I also appreciated that she sent me two how-to tie a headscarf videos. Both are pretty reasonable and doable... Thank you so much...
and

So... besides protests, family/kiddo time... I've been really quiet the past two days. Sunday was a wonderful day where I was just packed with energy. Monday and Tuesday were both "take the anti-nausea medicine NOW" days... every 4 hours. In the evening on Monday I didn't think I "needed" it and then my body freaked out two hours after I was supposed to take it with shakiness/almost fainting- in my bathroom, not in the MTR thank goodness... so I'm still figuring this all out. I do so hate any kind of medication but as a friend said to me, the fear of throwing up will get you to take that medicine!
Wednesday has brought this public holiday, a wonderful lunch out with friends, no anti-nausea medicine, wonderful phone call with my sister, and family time. Grateful for every minute I have... happy to be doing ok. Not pushing myself.
Watching shows here and there and laughing my way thru things. Decided that going to the Laughter Yoga session today (would have been right when I'm writing this) was a poor decision since it would have me on the MTR for 45 minutes plus taking a mini-bus somewhere over on the Kowloon side of Hong Kong where I'm happy to venture sometimes but I also have a talent for misplacing myself.... so I am hoping that backing out 24 hours in advance was ok and I'm happy to laugh with a funny show instead. I'm also beginning to read and really enjoy a book by Thich Nhat Hanh called You Are Here: Discovering the Magic of the Present Moment... Nice to dive into an adult book about mindfulness. I'm balancing it with a YA fantasy book which has been fun to begin called Keeper of the Realms- Crow's Revenge by Marcus Alexander.... author visit in the spring.
Food-wise, I've added back chicken, still treating it as an appetizer but I can feel the protein hit much faster at times now. Makes me happy to be giving my body what it needed. I pray I don't lose weight this week but will accept whatever comes with this treatment and know I'm trying my best. Plus I'm not having as many upset stomach issues lately... the chinese herbal medicine from my acupuncturist might be working! (I'm trying to be consistent about drinking it...) Plus I'm drinking a tea made from fresh ginger, tumeric, and peppermint tea leaves... that's feeling healthy and balanced. Drinking that one accompanied by water throughout the day. Really keeping my fluid intake up up up.
Creative wise, I had fun with two things- one- I have an art pad to doodle in now... liking that outlet. Also, I picked up yarn and a crochet hook, will be trying that out on Saturday. My husband is coming with me to chemo treatment which will be helpful. He and I love watching movies and shows together. I have 2 drugs coming this week which means around 4 hours or so... as long as everything is fine.

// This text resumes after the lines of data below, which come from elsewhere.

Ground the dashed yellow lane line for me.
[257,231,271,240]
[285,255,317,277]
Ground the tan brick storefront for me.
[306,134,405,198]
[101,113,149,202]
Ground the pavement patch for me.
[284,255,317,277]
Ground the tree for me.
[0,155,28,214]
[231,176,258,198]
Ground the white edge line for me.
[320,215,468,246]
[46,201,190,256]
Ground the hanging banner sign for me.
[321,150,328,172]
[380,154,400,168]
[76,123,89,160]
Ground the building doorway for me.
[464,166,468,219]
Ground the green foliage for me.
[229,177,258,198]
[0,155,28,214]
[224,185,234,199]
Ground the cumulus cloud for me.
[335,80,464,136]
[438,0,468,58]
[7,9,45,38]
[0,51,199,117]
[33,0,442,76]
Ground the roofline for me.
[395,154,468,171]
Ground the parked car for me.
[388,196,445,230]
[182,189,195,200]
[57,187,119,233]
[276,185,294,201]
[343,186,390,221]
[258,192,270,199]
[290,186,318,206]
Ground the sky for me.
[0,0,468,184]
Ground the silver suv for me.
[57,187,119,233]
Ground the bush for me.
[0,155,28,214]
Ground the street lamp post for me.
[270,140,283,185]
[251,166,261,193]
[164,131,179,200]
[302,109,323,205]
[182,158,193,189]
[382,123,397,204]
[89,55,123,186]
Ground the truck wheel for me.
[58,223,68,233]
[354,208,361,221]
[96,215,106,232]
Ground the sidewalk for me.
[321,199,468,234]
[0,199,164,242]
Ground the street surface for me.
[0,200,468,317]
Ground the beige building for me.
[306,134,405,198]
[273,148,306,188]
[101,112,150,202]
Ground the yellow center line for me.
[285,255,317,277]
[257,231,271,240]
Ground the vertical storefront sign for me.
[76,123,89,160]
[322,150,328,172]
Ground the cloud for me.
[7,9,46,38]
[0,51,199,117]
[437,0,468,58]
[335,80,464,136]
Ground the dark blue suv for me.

I also tried out something that a friend/former parent at my old school suggested. Using slippery elm bark powder mixed with coconut oil for a lotion/cure-all for my skin. Her directions were: "Mix about 1/4 cup coconut oil with 2-3 tablespoons of slippery elm bark powder and use it as a lotion."
Done. Used. Appreciating physically and mentally.
Still doing that coconut oil pull and mouth rinse throughout the day... anything to protect my mouth and body...
Not sure what my 30 year old self would think about all these extra things I'm doing but I'm glad to have outlets for expressing myself, options for treating myself, and good doctors helping me through this experience. Here's to a better day. Tomorrow is my birthday, 41, oh boy. Many family and friends have asked me what we're doing... my answer was, depends on energy! But I do know the kiddo is going for an overnight fun time with a favorite friend in the afternoon, so I can have date night with my husband! Hoping to get into Jamie Oliver's new restaurant that opened up really close to our apartment and perhaps go see a movie like Mazerunner or something... Love time with my husband. Feel lucky to have these opportunities.